In 1993, Congress passed a tax law intended to incentivize entrepreneurs to invest in early-stage companies. This tax law, often referred to as QSBS (Qualified Small Business Stock) allows stockholders to exclude from tax a substantial portion of the gain on certain business sales structured as stock sales. Last year, the law was amended to expand tax savings.
Here is how the QSBS tax exemption works:
- If a stockholder holds shares of stock issued initially and currently held in a C corporation, and
- The shares of stock have been owned for at least three years, and
- The corporation has assets of less than $50M or $75M (depending on the year the stock was acquired), and
- At least 80% in value of the corporation’s assets are used in the active conduct of a “qualified trade or business”, then
- When stock is sold in a business sale, between 50% and 100% of the gain can be excluded from tax.

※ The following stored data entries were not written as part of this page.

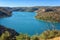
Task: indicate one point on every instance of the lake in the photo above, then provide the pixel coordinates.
(25, 22)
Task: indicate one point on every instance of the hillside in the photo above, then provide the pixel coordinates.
(49, 14)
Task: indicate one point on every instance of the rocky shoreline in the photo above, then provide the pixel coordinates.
(11, 32)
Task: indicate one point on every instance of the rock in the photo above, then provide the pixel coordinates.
(12, 32)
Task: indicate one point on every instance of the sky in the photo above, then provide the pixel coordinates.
(28, 3)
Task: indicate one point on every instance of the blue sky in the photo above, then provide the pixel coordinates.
(24, 3)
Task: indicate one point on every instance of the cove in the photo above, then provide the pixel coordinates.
(25, 22)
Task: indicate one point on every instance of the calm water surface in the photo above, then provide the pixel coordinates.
(25, 22)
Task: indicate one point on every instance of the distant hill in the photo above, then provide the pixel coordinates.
(49, 14)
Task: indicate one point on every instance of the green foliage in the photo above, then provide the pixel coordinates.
(50, 34)
(23, 37)
(4, 36)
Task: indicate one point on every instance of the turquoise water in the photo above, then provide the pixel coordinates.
(25, 22)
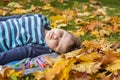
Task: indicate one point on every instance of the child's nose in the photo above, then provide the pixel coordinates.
(55, 37)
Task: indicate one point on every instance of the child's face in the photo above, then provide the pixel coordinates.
(58, 40)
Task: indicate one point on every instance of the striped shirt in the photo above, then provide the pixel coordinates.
(26, 30)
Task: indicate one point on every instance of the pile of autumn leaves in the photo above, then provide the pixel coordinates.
(98, 59)
(95, 60)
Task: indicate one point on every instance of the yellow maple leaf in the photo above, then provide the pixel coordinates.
(88, 67)
(61, 68)
(89, 57)
(113, 67)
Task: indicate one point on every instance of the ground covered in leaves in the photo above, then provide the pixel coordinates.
(99, 57)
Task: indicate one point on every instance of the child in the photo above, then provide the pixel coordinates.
(30, 35)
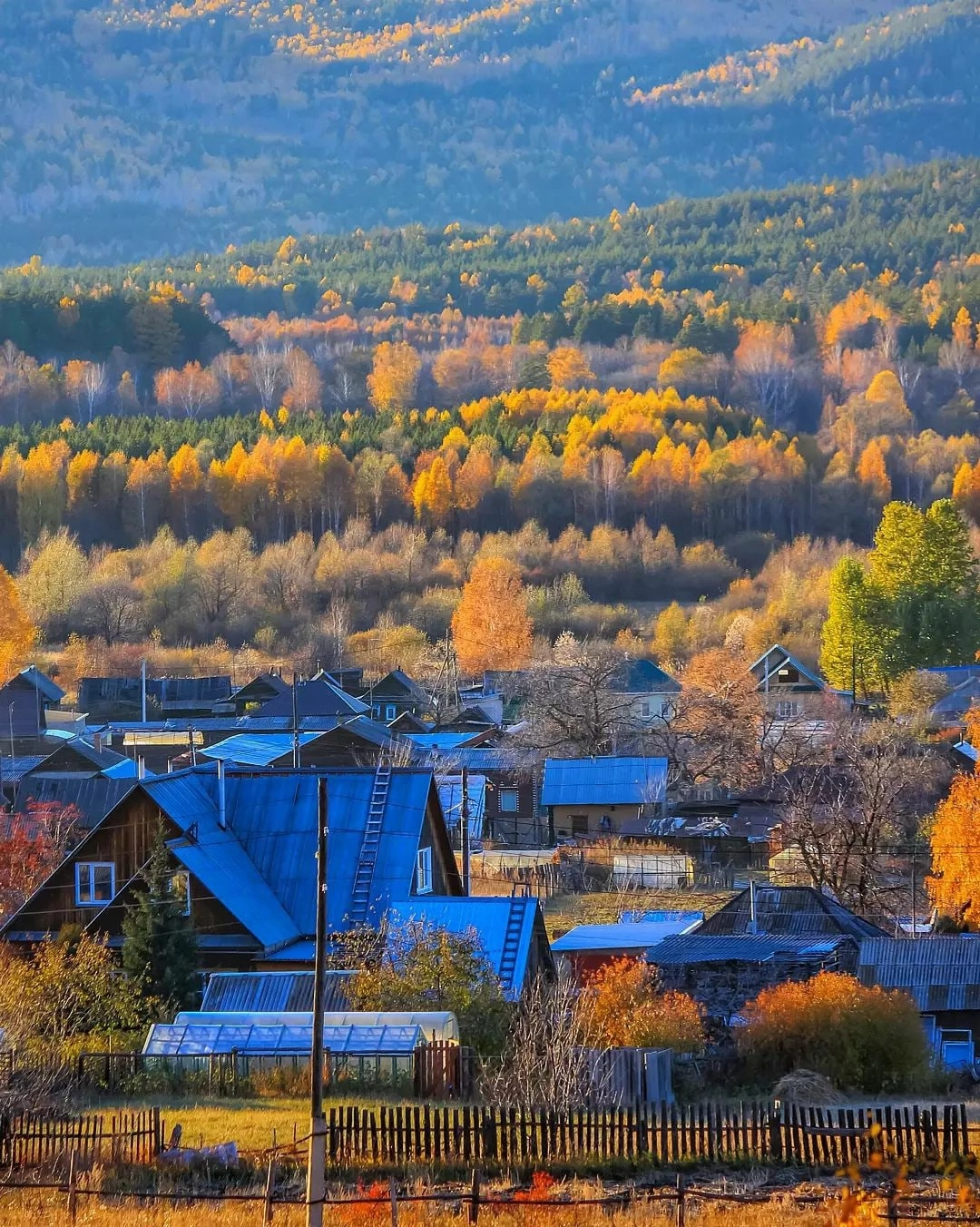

A “qualified trade or business” means any trade or business, except certain service businesses (usually involving the rendering of professional services), banking and insurance businesses, and certain real estate-related businesses.
The most significant change in 2025’s QSBS amendment was to increase the amount of gain that can be excluded from tax. For stock issued before July 4, 2025, the maximum exclusion is $10M. For stock issued on or after July 4, 2025, the maximum exclusion increases to $15M.
The tax savings can be substantial. For example, on the sale of a business in a stock transaction for $20M, if the original ownership was acquired before July 4, 2025, $10M can be excluded from federal tax (as long as the stock was held for at least five years), resulting in tax savings in excess of $2M.
Planning Opportunity
A stockholder that is not a corporation is eligible for the QSBS. This includes individuals and trusts and presents an extraordinary planning opportunity for an individual to create a trust to hold a portion of the company’s ownership. If the trust is structured as a separate taxpayer, the individual and the trust can each take advantage of the QSBS tax exemption.
Many strict requirements must be satisfied to qualify for the QSBS, and anyone considering use of this tax law should engage a professional advisor who has experience with those requirements.